Designing for Real-World Constraints
Implementation introduced a different set of problems. Backend latency was real. The IVR shared services with a web chatbot, which introduced interdependencies. And certain phrasings had regulatory requirements that constrained the dialogue.
I re-sequenced the flow to collect account information early — which the system needed anyway — and placed the NLP intake question at the point where that data was available. This masked backend processing time behind natural conversation rather than silence.
The final system was documented in full: a journey map, an interaction map, and a line-by-line dialogue spreadsheet that served as the QA source of truth. Every response, every branch, every recovery path — specified before a single line of backend code was written.
Results & Impact
- 30% reduction in High Bill–related call center volume
- ~2 million calls per year affected by the redesigned flow
- $1.5M+ first-year savings (client estimate)
- Measurable reduction in CSR time spent manually researching historical weather data
An unexpected benefit: the NLP intake created a new window into why customers were actually calling. What one stakeholder called a "window into the sewer pipe" — real, unfiltered customer language that could directly inform future automation and content improvements.
Reflection
The most important insight from this project wasn't about NLP or IVR design. It was about what happens when you question the premise.

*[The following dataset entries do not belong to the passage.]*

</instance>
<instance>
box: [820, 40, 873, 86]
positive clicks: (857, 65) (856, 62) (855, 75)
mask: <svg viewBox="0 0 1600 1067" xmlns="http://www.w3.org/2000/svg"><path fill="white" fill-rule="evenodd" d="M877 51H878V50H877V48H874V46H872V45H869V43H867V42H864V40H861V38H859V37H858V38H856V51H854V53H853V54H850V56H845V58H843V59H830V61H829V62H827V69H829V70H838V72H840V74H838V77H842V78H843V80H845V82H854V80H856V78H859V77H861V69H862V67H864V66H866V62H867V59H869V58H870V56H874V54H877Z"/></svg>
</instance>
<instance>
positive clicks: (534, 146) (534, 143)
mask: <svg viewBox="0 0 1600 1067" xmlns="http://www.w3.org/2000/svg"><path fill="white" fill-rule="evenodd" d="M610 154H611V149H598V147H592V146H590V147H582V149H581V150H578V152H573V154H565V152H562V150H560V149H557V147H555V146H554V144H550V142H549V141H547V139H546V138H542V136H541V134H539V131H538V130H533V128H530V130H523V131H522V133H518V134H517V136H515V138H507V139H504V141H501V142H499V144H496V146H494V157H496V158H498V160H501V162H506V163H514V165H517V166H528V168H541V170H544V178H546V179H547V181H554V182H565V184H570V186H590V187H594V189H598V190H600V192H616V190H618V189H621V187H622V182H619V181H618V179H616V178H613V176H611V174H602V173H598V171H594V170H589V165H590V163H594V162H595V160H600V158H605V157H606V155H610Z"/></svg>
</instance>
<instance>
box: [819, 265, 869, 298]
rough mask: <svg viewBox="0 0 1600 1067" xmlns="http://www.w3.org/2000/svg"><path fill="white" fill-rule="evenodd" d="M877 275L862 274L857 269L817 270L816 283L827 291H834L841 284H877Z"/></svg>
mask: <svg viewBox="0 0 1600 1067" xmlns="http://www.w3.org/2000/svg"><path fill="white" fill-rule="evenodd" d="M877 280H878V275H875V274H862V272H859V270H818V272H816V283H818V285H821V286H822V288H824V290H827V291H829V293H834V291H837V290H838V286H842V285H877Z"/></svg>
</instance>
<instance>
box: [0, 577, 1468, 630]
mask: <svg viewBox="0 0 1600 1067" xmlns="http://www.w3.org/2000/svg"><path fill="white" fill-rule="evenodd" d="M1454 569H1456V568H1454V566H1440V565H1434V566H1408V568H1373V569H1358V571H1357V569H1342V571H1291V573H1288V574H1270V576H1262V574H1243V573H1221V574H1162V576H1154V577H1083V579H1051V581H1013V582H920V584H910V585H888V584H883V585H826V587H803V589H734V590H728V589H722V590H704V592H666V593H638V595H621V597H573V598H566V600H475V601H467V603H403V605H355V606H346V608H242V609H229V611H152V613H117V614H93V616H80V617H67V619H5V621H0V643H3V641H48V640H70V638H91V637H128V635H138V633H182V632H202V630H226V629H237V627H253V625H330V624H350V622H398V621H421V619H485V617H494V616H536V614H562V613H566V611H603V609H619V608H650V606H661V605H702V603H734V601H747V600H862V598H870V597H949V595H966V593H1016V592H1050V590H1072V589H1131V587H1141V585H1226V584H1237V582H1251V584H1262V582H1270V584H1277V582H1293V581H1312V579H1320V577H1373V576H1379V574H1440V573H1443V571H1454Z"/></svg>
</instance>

"High Bill" wasn't a design problem — it was a categorization problem. The existing system had optimized around the wrong assumption, and all the flow improvements in the world wouldn't have fixed it. The only way to make real progress was to look at who was actually calling and what they actually needed.
Voice remains a primary interface for a lot of people — especially elderly, visually impaired, or time-constrained customers. It deserves the same level of care as any visual system. And a well-designed voice experience doesn't just route people efficiently. It respects why they showed up.